Table 2. Chemical composition of the plant extracts used in the supplements.

Subjects started supplement intake 48 h before the main experimental days. On the day of experiment, subjects reported to the laboratory after a 10 h overnight fast, and 60 min before the start of the experiment ingested an additional dose of the supplement (i.e., 1/3 of the daily dose). During the following 60 min subjects were instrumented and a hand vein was catheterized and heated to obtain 10 ml of arterialized blood. Next, subjects were seated on the cycle ergometer and performed two warming-up 8 s sprints in isokinetic mode at 80 rpm, separated by a 2 min interval during which they pedaled with the cycle ergometer unloaded. After a 3 min period of unloaded pedaling, the load was increased to 80 W in women, and 100 W in men for 6 min (80 rpm, ergometer set in rpm-independent mode). This was followed by unloaded pedaling for 4.5 min. Then, subjects stopped pedaling and the ergometer was switched to isokinetic mode. At the 5th minute they performed a Wingate test (30 s all-out sprint in isokinetic mode at 80 rpm). This was followed by another 3.5 min of unloaded pedaling and another 30 s period, during which they stopped pedaling and the ergometer was switched to the isokinetic mode. At the 4th minute, a second 30 s Wingate test was performed, which was also followed by another 3.5 min of unloaded pedaling and another 30 s period of rest. Four min after the end of the second 30 s Wingate test, an all-out 60 s long sprint was carried out. At the end of the 60 s sprint, the circulation of both lower extremities was instantaneously occluded for 20 s by inflating bilateral cuffs at 300 mmHg as previously reported (Morales-Alamo et al., 2015; Torres-Peralta et al., 2016b; Figure 1). For this purpose, cuffs were placed around the thighs during the preparation phase, as close as possible to the inguinal crease, and were connected to a rapid cuff inflator before they seated on the cycle ergometer (SCD10, Hokanson E20 AG101, Bellevue, USA).

FIGURE 1

Figure 1. Experimental protocol (see text for details). Written consent was obtained from the volunteer that appears in the picture for the publication of the image.

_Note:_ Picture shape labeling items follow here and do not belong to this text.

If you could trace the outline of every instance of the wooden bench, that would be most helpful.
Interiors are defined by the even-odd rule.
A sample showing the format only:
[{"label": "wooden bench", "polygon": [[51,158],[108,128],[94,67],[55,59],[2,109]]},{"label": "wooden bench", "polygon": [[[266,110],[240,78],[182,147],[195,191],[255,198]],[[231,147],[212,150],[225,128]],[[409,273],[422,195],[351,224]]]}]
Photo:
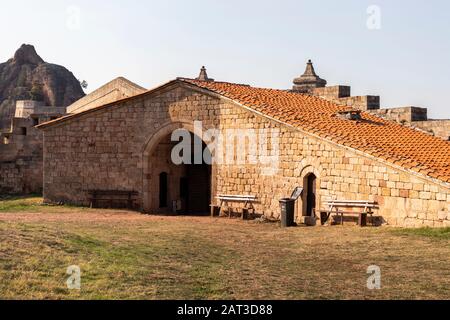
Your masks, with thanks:
[{"label": "wooden bench", "polygon": [[122,203],[128,209],[134,209],[134,203],[138,192],[121,190],[89,190],[91,208],[100,208],[101,202],[107,202],[108,208],[113,208],[116,203]]},{"label": "wooden bench", "polygon": [[[336,214],[341,217],[341,225],[344,225],[344,215],[357,215],[358,225],[360,227],[365,227],[367,225],[367,215],[371,216],[372,225],[373,221],[373,210],[378,209],[378,204],[373,201],[366,200],[330,200],[324,203],[328,209],[327,211],[321,212],[321,223],[325,224],[330,218],[331,214]],[[359,211],[344,211],[345,209],[362,209]],[[323,215],[323,216],[322,216]]]},{"label": "wooden bench", "polygon": [[219,195],[216,197],[219,200],[219,205],[211,205],[211,216],[214,217],[215,215],[222,212],[222,209],[224,206],[227,206],[228,210],[226,214],[229,218],[232,217],[232,208],[229,206],[230,203],[243,203],[243,207],[241,208],[241,214],[242,219],[245,219],[247,215],[250,214],[250,210],[252,210],[252,214],[255,213],[255,208],[253,207],[253,203],[256,202],[256,196],[249,196],[249,195]]}]

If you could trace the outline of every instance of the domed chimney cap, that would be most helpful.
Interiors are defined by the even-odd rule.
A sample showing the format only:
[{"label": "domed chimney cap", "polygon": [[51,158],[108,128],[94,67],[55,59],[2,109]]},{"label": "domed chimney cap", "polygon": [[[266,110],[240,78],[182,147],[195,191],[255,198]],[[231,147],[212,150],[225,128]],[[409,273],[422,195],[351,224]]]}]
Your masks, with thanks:
[{"label": "domed chimney cap", "polygon": [[326,85],[327,81],[320,78],[316,74],[312,61],[308,60],[305,73],[302,76],[294,79],[294,87],[292,91],[311,94],[315,88],[323,88]]},{"label": "domed chimney cap", "polygon": [[208,82],[212,82],[214,81],[214,79],[208,78],[208,73],[206,73],[206,68],[205,66],[203,66],[200,69],[200,75],[195,78],[195,80],[200,80],[200,81],[208,81]]}]

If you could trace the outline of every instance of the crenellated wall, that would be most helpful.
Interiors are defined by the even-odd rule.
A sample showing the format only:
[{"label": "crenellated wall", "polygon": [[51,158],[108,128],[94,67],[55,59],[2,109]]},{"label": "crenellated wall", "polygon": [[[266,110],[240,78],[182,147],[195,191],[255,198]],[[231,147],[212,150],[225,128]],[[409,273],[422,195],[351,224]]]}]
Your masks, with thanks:
[{"label": "crenellated wall", "polygon": [[[198,120],[204,129],[275,131],[279,137],[279,161],[270,174],[260,164],[214,164],[213,199],[217,194],[252,194],[258,197],[259,213],[278,217],[278,200],[295,187],[305,186],[305,178],[313,173],[318,207],[333,198],[373,200],[380,205],[378,215],[390,225],[450,226],[448,183],[181,84],[43,128],[45,200],[88,205],[87,190],[136,190],[139,207],[157,212],[152,197],[158,193],[154,179],[159,172],[152,160],[153,145],[174,128],[191,130]],[[237,148],[243,151],[244,146]],[[170,159],[166,156],[158,161]],[[298,220],[306,214],[305,202],[301,199],[297,206]]]}]

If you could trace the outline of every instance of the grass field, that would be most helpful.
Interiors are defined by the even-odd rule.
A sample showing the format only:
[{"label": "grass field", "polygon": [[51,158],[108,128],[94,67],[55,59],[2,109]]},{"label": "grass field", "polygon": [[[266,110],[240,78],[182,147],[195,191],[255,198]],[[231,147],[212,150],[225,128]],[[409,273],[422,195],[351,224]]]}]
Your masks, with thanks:
[{"label": "grass field", "polygon": [[[3,299],[450,299],[450,230],[281,229],[0,200]],[[81,290],[65,284],[81,268]],[[381,290],[367,268],[381,267]]]}]

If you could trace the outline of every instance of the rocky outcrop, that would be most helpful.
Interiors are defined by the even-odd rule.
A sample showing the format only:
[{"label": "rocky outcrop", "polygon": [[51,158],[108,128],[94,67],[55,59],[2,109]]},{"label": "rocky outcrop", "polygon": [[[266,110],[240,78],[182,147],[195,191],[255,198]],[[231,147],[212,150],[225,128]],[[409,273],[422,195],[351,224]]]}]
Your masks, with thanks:
[{"label": "rocky outcrop", "polygon": [[67,107],[84,95],[72,72],[45,62],[33,46],[24,44],[14,58],[0,64],[0,131],[9,129],[17,100]]}]

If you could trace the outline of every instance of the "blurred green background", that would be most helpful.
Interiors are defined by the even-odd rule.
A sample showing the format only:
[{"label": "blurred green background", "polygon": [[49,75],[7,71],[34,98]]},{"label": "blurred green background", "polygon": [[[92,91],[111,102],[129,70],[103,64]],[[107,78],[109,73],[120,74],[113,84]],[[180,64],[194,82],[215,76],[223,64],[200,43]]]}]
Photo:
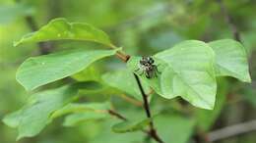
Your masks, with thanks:
[{"label": "blurred green background", "polygon": [[[226,22],[222,4],[231,23]],[[21,108],[31,94],[15,79],[16,71],[25,59],[65,48],[97,46],[57,41],[47,43],[50,50],[46,52],[36,44],[13,47],[13,41],[22,35],[54,18],[66,18],[103,29],[116,45],[132,55],[152,55],[186,39],[234,38],[233,26],[236,26],[246,47],[252,83],[220,78],[214,111],[196,109],[180,99],[160,97],[153,99],[153,111],[164,113],[156,124],[160,134],[169,138],[168,143],[204,142],[202,138],[212,130],[253,120],[256,118],[256,1],[223,0],[222,4],[217,0],[0,0],[0,119]],[[124,66],[109,59],[96,67],[96,74]],[[127,105],[120,97],[111,97],[111,101],[127,117],[144,117],[142,111]],[[112,133],[109,124],[113,120],[92,120],[74,127],[63,127],[62,120],[54,120],[36,137],[19,143],[137,143],[134,140],[145,138],[140,132]],[[14,143],[16,135],[15,129],[0,122],[0,143]],[[256,132],[216,142],[255,143]]]}]

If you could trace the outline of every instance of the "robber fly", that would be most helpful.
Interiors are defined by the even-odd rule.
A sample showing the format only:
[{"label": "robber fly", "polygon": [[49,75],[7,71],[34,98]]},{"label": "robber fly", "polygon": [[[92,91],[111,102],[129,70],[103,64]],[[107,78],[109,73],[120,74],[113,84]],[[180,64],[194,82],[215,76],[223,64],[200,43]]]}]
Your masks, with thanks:
[{"label": "robber fly", "polygon": [[140,75],[145,74],[147,78],[158,77],[158,73],[160,73],[158,70],[158,66],[154,64],[152,57],[142,57],[139,63],[139,68],[135,72],[141,71]]}]

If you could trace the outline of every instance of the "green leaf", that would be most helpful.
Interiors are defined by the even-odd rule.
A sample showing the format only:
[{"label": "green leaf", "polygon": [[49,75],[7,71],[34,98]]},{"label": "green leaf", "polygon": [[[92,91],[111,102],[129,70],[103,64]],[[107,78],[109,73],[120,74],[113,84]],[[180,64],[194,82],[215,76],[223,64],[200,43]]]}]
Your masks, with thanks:
[{"label": "green leaf", "polygon": [[245,48],[237,41],[224,39],[210,42],[216,53],[217,75],[233,76],[251,82]]},{"label": "green leaf", "polygon": [[[121,91],[128,93],[134,98],[142,101],[142,95],[139,90],[139,86],[135,80],[133,73],[130,71],[122,70],[112,72],[107,72],[102,75],[102,79],[105,84],[117,88]],[[150,93],[151,89],[145,82],[142,82],[146,93]]]},{"label": "green leaf", "polygon": [[112,56],[117,50],[72,50],[29,58],[17,72],[17,80],[27,89],[70,76],[88,68],[92,63]]},{"label": "green leaf", "polygon": [[112,47],[109,37],[105,32],[88,24],[69,23],[65,19],[55,19],[39,30],[25,35],[20,41],[14,43],[41,42],[48,40],[87,40]]},{"label": "green leaf", "polygon": [[112,126],[112,131],[115,133],[134,132],[144,129],[151,121],[151,119],[146,119],[141,121],[122,121]]},{"label": "green leaf", "polygon": [[224,79],[218,80],[218,91],[216,106],[213,111],[207,111],[203,109],[195,109],[195,118],[197,119],[197,126],[200,131],[209,131],[211,126],[214,124],[215,120],[220,116],[226,99],[226,94],[228,92],[227,82]]},{"label": "green leaf", "polygon": [[65,118],[63,125],[64,126],[75,126],[78,123],[81,123],[84,121],[102,119],[105,119],[108,117],[109,117],[109,115],[106,113],[103,114],[103,113],[95,113],[95,112],[72,114]]},{"label": "green leaf", "polygon": [[4,120],[7,124],[18,127],[17,140],[34,136],[51,121],[50,115],[72,101],[77,91],[74,86],[67,85],[32,95],[21,111],[7,116]]},{"label": "green leaf", "polygon": [[154,119],[158,133],[166,143],[187,143],[193,134],[195,119],[178,115],[159,116]]},{"label": "green leaf", "polygon": [[71,113],[106,113],[111,109],[109,102],[105,103],[70,103],[54,112],[52,119]]},{"label": "green leaf", "polygon": [[11,113],[3,119],[3,122],[11,127],[18,127],[20,123],[20,117],[22,116],[23,110]]},{"label": "green leaf", "polygon": [[160,74],[162,97],[181,96],[196,107],[214,108],[217,90],[215,56],[208,44],[188,40],[155,57],[168,66]]}]

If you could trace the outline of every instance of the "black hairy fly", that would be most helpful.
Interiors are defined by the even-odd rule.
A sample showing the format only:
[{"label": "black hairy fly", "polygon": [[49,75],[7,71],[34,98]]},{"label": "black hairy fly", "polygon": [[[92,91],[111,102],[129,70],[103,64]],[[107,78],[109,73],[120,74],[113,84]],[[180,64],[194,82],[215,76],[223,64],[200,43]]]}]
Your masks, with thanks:
[{"label": "black hairy fly", "polygon": [[141,71],[140,75],[145,74],[147,78],[158,77],[158,73],[160,72],[158,70],[158,66],[154,63],[155,61],[152,57],[142,57],[139,68],[135,72]]}]

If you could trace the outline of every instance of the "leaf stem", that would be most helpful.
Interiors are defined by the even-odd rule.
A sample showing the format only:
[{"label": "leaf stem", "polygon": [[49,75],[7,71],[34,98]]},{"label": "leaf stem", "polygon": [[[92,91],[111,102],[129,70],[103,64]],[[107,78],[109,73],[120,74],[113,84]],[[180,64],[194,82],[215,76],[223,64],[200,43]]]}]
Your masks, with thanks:
[{"label": "leaf stem", "polygon": [[[152,115],[151,115],[151,109],[150,109],[150,105],[149,105],[149,101],[148,101],[148,96],[145,93],[143,87],[142,87],[142,83],[140,81],[140,78],[137,74],[134,73],[134,76],[136,78],[136,81],[138,83],[138,86],[140,88],[142,97],[143,97],[143,101],[144,101],[144,110],[146,112],[147,118],[148,119],[152,119]],[[160,139],[160,137],[158,135],[157,130],[154,127],[154,121],[151,119],[150,121],[150,131],[148,132],[156,141],[158,141],[159,143],[163,143],[163,141]]]},{"label": "leaf stem", "polygon": [[224,17],[224,21],[225,23],[228,24],[228,26],[231,29],[231,32],[233,34],[233,38],[239,42],[241,42],[241,36],[240,33],[236,27],[236,25],[233,24],[231,16],[228,14],[225,5],[224,4],[223,0],[217,0],[217,2],[219,3],[220,7],[221,7],[221,11]]}]

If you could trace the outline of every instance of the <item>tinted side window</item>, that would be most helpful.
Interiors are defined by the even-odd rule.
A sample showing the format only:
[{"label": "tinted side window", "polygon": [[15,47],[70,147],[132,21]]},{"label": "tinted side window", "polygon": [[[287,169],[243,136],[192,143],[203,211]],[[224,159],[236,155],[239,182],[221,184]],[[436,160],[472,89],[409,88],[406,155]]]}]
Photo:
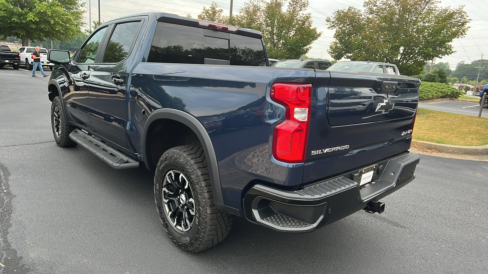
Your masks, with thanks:
[{"label": "tinted side window", "polygon": [[376,73],[383,73],[383,66],[376,66],[376,67],[374,68],[374,70],[373,72]]},{"label": "tinted side window", "polygon": [[315,68],[315,62],[308,62],[304,66],[304,68]]},{"label": "tinted side window", "polygon": [[203,63],[203,30],[158,22],[148,62]]},{"label": "tinted side window", "polygon": [[327,63],[319,62],[319,69],[327,69],[327,68],[329,67],[329,66],[330,65]]},{"label": "tinted side window", "polygon": [[263,64],[266,64],[266,58],[261,39],[230,34],[231,65],[260,66]]},{"label": "tinted side window", "polygon": [[97,56],[97,52],[98,48],[100,47],[100,42],[102,39],[103,38],[103,35],[107,30],[107,28],[104,27],[100,29],[91,37],[84,46],[80,50],[80,58],[78,60],[78,63],[94,63],[95,58]]},{"label": "tinted side window", "polygon": [[118,63],[127,58],[140,24],[139,21],[118,24],[115,26],[107,45],[104,63]]}]

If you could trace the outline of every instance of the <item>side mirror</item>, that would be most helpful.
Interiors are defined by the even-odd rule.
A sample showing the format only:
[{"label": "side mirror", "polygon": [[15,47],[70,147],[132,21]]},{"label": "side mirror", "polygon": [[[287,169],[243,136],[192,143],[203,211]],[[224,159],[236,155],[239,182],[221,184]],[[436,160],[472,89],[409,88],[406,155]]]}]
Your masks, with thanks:
[{"label": "side mirror", "polygon": [[47,53],[47,59],[54,64],[67,64],[69,62],[69,52],[67,50],[50,49]]}]

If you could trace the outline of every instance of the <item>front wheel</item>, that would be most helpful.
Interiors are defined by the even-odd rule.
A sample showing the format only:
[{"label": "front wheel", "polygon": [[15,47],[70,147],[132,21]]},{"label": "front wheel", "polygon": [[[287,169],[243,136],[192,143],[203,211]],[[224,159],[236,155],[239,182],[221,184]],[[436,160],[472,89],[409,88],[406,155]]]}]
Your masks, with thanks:
[{"label": "front wheel", "polygon": [[154,176],[154,196],[168,236],[189,252],[221,242],[232,227],[232,216],[215,208],[200,146],[176,147],[163,154]]},{"label": "front wheel", "polygon": [[72,147],[77,144],[69,138],[69,134],[75,127],[69,124],[62,109],[61,99],[56,96],[51,105],[51,125],[53,128],[54,140],[61,147]]}]

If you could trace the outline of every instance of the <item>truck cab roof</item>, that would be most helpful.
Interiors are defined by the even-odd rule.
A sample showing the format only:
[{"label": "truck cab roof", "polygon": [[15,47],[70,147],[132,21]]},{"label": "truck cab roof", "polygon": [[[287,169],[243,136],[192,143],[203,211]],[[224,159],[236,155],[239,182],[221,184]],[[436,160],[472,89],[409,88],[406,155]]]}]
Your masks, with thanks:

Ten seconds after the start of the occlusion a reverse countdown was given and the subjects prompted to start pedaling again as fast and hard as possible, with the ergometer in isokinetic mode for 15 s. At the start of the sprint the cuff was deflated to allow full reestablishment of the circulation during the subsequent exercise. At the end of the 15 s sprint, they pedaled slowly for another 5 s and then, stopped for 5 s to get ready for the final 15 s sprint. During the 10 s of recovery that followed the 15 s post-ischemia sprint, as well as during the 15 s final sprint, the circulation was open. A capillary blood sample was drawn from the ear lobe, previously hyperhemized with Finalgon^® cream, to measure the concentration of lactate (lactate-Pro 2, Arkray, Valencia, Spain) 1 min after the last sprint.

Blood samples for hemoglobin concentration, blood gases, electrolytes and acid-base balance assessment were obtained from the heated hand vein at rest, 3 min after the second 30 s Wingate test, 1 min after the last sprint, and 5 and 30 min into the recovery period (ABL90, Radiometer, Copenhagen, Denmark).

Cerebral Oxygenation

Cerebral oxygenation was assessed at rest and during exercise using near-infrared spectroscopy (NIRS, NIRO-200, Hamamatsu, Japan) employing spatial resolved spectroscopy to obtain the tissue oxygenation index (TOI) using a path-length factor of 5.92 (van der Zee et al., 1992). The NIRS optodes were placed on the right frontoparietal region at 3 cm from the midline and 2–3 cm above the supraorbital crest, to avoid the sagittal and frontal sinus areas (Curtelin et al., 2018). Using this optode placement the tissue oxygenation of the superficial frontal cerebral cortex is recorded. An additional optode was placed in the lateral aspect of the thigh at middle length between the patella and the anterosuperior iliac crest, over the middle portion of the musculus Vastus Lateralis. The rate of muscle deoxygenation upon occlusion was calculated by determining the maximal slope of the linear decay of TOI overtime. For this purpose, data were averaged every second and the slope TOI/time was calculated from the start of the occlusion to the end of occlusion, with a minimum interval of 4 s and a maximum of 20 s. Since the best linear fit was obtained with a 4 s interval, this was applied to all the occlusions.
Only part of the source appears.